After months of continuous work, last month I had some free time. I spent it reading, and had the opportunity to read two fantastic, very different South African books: Alan Paton's “Cry, The Beloved Country” and Nelson Mandela's autobiography, “Long Walk To Freedom.” Reading these books so late into my service gave me the background to truly understand them and to appreciate them. First, the opinions that I had formed over my two years in South Africa were eloquently stated in “Cry, The Beloved Country.”

"Because the white man has power, we too want power, he said. But when a black man gets power, when he gets money, he is a great man if he is not corrupted...Some of us think when we have power, we shall revenge ourselves on the white man who has had power, and because our desire is corrupt, we are corrupted, and the power has no heart in it. . . I see only one hope for our country, and that is when white men and black men, desiring neither power nor money, but desiring only the good of their country, come together to work for it."

Alan Paton was writing about apartheid at the time, but the sentiments echoed in his work are a mirror of my own sentiments; things, it seems, have not changed all that much. I'm also thinking of something I read in “Long Walk To Freedom” ….Nelson Mandela says,

"The policy of apartheid created a deep and lasting wound in my country and my people. All of us will spend many years, if not generations, recovering from that profound hurt...Perhaps it requires such depth of oppression to create such heights of character. My country is rich in the minerals and gems that lie beneath its soil, but I have always known that its greatest wealth is its people, finer and truer than the purest diamonds... The truth is that we are not yet free; we have merely achieved the freedom to be free, the right not to be oppressed. We have not taken the final step of our journey, but the first step on a longer and even more difficult road. For to be free is not merely to cast off one's chains, but to live in a way that respects and enhances the freedom of others. The true test of our devotion to freedom is just beginning."

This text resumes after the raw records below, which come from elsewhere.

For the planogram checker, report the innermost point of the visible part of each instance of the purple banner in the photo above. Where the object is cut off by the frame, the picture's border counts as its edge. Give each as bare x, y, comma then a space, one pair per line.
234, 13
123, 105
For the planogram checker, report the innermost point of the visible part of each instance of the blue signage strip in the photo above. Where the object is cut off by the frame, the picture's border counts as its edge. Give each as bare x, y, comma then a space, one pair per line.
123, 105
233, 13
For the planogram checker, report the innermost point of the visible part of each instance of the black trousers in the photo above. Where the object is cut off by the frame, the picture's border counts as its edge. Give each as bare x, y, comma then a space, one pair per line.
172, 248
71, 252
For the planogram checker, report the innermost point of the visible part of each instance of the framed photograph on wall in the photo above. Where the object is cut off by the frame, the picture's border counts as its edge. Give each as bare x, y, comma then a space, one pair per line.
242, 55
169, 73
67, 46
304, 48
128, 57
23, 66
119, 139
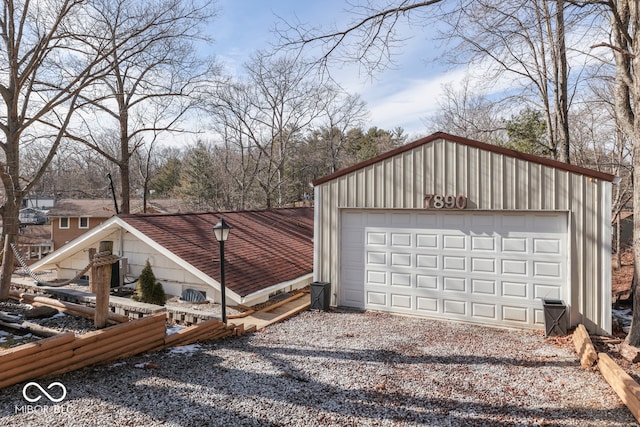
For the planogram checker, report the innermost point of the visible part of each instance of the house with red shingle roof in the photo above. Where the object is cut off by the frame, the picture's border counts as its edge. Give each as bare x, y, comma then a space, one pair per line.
71, 218
267, 251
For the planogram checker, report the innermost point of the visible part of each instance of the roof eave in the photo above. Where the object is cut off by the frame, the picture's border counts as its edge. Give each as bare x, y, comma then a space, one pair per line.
472, 143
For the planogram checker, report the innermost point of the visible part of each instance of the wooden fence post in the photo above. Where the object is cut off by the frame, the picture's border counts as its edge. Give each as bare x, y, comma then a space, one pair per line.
102, 285
92, 270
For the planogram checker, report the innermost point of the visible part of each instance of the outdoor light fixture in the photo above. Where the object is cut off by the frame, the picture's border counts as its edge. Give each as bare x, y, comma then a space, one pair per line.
221, 230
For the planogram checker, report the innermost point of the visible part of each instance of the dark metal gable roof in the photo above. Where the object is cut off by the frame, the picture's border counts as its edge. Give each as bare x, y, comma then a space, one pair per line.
471, 143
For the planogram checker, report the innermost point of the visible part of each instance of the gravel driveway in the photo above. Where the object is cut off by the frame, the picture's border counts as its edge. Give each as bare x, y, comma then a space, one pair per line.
337, 368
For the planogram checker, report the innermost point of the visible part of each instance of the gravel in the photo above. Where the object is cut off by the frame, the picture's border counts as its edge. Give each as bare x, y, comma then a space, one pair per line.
335, 368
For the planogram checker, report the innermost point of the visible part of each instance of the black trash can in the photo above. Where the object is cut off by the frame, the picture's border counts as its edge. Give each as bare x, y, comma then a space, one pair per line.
320, 296
555, 317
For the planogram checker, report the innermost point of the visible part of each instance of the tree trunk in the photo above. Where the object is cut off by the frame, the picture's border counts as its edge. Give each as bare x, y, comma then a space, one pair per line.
561, 90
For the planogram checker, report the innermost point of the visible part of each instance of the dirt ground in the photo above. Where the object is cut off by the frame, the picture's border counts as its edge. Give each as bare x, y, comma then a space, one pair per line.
621, 277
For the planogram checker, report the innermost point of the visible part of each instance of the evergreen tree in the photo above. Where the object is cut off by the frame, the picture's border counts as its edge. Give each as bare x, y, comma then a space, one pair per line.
148, 289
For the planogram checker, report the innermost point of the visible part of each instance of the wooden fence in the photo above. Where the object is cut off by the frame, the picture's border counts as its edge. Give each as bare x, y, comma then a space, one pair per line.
67, 352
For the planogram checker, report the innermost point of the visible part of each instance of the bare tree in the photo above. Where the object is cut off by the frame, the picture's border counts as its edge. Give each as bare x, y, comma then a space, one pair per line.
371, 38
153, 74
341, 113
264, 118
46, 64
524, 40
625, 46
467, 112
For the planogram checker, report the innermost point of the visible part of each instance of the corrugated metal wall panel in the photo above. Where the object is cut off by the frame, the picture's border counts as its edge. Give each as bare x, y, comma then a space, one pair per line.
491, 181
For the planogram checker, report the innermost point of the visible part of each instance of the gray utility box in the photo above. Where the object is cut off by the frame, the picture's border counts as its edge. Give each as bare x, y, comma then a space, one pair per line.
320, 295
555, 317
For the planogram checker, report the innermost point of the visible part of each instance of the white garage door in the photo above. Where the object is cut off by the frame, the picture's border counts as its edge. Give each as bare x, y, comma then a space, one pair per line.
491, 268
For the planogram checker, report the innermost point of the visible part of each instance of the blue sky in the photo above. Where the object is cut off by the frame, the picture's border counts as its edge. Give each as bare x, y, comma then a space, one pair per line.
403, 96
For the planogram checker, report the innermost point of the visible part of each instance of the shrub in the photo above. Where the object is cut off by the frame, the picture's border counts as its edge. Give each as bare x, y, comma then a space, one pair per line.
148, 289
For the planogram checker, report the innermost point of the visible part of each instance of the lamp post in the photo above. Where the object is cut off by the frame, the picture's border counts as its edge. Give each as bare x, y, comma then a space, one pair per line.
221, 230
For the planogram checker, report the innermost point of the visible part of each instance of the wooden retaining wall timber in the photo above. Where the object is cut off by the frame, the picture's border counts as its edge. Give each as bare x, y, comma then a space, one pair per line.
67, 352
584, 347
625, 387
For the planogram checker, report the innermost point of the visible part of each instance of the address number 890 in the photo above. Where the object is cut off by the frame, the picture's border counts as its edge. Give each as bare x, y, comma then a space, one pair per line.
438, 201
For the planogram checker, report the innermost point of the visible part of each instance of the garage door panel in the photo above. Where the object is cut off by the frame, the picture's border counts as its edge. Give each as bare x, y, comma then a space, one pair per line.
455, 307
400, 259
401, 279
547, 270
401, 301
484, 287
515, 314
453, 263
483, 265
486, 311
546, 246
515, 289
400, 240
377, 299
514, 267
456, 284
426, 282
427, 261
514, 245
547, 291
427, 241
428, 306
483, 243
376, 238
453, 242
464, 266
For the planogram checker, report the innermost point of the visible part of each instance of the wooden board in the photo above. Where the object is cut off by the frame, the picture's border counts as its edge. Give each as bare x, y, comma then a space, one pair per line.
625, 387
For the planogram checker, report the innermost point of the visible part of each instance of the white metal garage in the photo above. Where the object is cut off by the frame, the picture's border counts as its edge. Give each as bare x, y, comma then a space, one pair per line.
485, 267
454, 228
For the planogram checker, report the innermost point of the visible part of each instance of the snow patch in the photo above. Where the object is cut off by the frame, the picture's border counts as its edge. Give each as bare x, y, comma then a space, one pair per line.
185, 349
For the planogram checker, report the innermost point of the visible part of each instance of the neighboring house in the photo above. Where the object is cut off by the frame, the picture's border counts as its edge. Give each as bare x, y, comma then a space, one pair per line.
453, 228
268, 251
38, 202
34, 241
70, 218
32, 216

I've always believed that South Africans have enormous potential, and I have seen them rise up to the occasion when needed. This is especially true of those determined youth from my committee, for who I see great things. But, as Madiba says, South Africans are not yet free. They have freedom, but their psychological and cultural chains are still binding them. Only when teachers and nurses and administrators and local officials truly live in a way that respects and enhances the freedom of others will this country truly be free. Mandela thought it might take years or generations to recover from South Africa's horrors…I think generations hits closer to the mark.

Where will South Africa go from here? I can't say. In much the same way that I can't say where America will go from here. It could go in either direction—up, or down. After this weekend, I won't be here to witness South Africa's changes, but I will be watching, from afar, curious as to what happens next and truly, for the sake of the many wonderful South Africans who have enriched my life, hoping for the best.